Hello,
I am currently trying to implement the following model:
I have a number of political experts, who in the past have made estimation about the outcome of elections.
I assume each expert has an accuracy/edge which makes his prediction better than a random guess.
I have built a model, which allows me to both estimate an experts accuracy based on past events, and make inference about the outcome of a future event of which only the experts’ predictions are known to the model.
While the model can reconstruct the experts’ accuracy rather well, the implied probabilities for future events are not useful and the posterior looks way off what I would expect given the model.
This is a working minimum example:
# Imports
import matplotlib.pyplot as plt
import numpy as np
import pandas as pd
import pymc3 as pm
import seaborn as sns
# Experts and Events
n_train_events = 10
n_test_events = 2
n_events = n_train_events + n_test_events
event_outcomes = np.random.binomial(1, 0.5, n_events)
n_experts = 10
n_observations = n_events * n_experts
# use a Beta (2,2)
expert_accuracy = np.random.beta(2, 2, n_experts)
# Dummy Dataset
expert_event_df = pd.DataFrame(columns=['expert_id', 'event_id', 'expert_pred', 'true_outcome'],
index=np.arange(n_observations))
i = 0
for event_idx in range(n_events):
event_outcome = event_outcomes[event_idx]
correct_pred = np.random.binomial(1, expert_accuracy)

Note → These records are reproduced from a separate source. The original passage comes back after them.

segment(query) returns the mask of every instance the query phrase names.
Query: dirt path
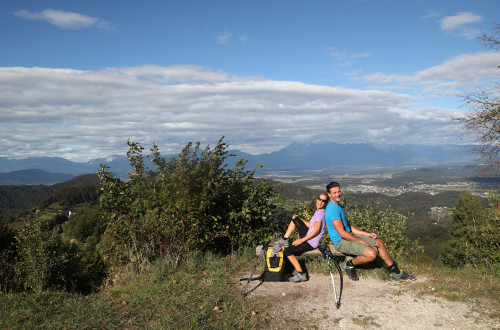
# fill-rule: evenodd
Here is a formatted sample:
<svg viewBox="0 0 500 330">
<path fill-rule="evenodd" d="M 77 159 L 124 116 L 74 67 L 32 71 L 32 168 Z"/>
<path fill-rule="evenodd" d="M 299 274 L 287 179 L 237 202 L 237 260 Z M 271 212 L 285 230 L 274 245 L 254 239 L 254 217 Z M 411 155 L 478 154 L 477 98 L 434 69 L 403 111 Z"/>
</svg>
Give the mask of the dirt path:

random_guess = np.random.binomial(1, 0.5 * np.ones(n_experts))
event_pred = correct_pred * event_outcome + \
(1 - correct_pred) * random_guess
idx_slice = expert_event_df.index.isin(expert_event_df.index[i:i+n_experts])
expert_event_df.loc[idx_slice, 'expert_id'] = np.arange(n_experts)
expert_event_df.loc[idx_slice, 'event_id'] = event_idx
expert_event_df.loc[idx_slice, 'expert_pred'] = event_pred
expert_event_df.loc[idx_slice, 'true_outcome'] = event_outcome
i+= n_experts
# PyMC3 Model
expert_lookup = expert_event_df['expert_id'].astype(int).values
event_lookup = expert_event_df['event_id'].astype(int).values
observed_pred = expert_event_df['expert_pred'].values
# Test Event Outcomes are masked so that they are sampled
obs_outcomes = event_outcomes.copy()
obs_outcomes[-n_test_events:] = -1
masked_data = np.ma.masked_array(obs_outcomes, obs_outcomes == -1, fill_value=-1)
with pm.Model() as model:
pm_expert_accuracy = pm.Beta('pm_expert_accuracy',
alpha=1.0, beta=1.0,
shape=n_experts)
pm_event_prob = pm.Beta('pm_event_prob',
alpha=1.0, beta=1.0,
shape=n_events)
pm_event_outcome = pm.Bernoulli('pm_event_outcome',
p=pm_event_prob,
shape=n_events,
observed=masked_data)
broadcast_expert_accuracy = pm_expert_accuracy[expert_lookup]
broadcast_true_outcome = pm_event_outcome[event_lookup]
pm_expert_pred = pm.Deterministic('pm_expert_pred',
broadcast_expert_accuracy * (broadcast_true_outcome - 0.5) + 0.5)
expert_predictions = pm.Bernoulli('expert_predictions',
p=pm_expert_pred,
shape=n_observations,
observed=observed_pred)
# Sampling
with model:
trace = pm.sample(10000)
burned_trace = trace[1000:]
The problem is now with the posterior samples for pm_event_outcome_missing, so for the events whose outcomes I have masked. Even if I modify the dataset in a way that the experts’ estimates for the two events are completely random, the posterior distribution is always almost singular around 0 or 1.
Is there any obvious thing I am missing? Any advice on how to achieve a model which is better at reflecting uncertainty?
Thank you very much and kind regards.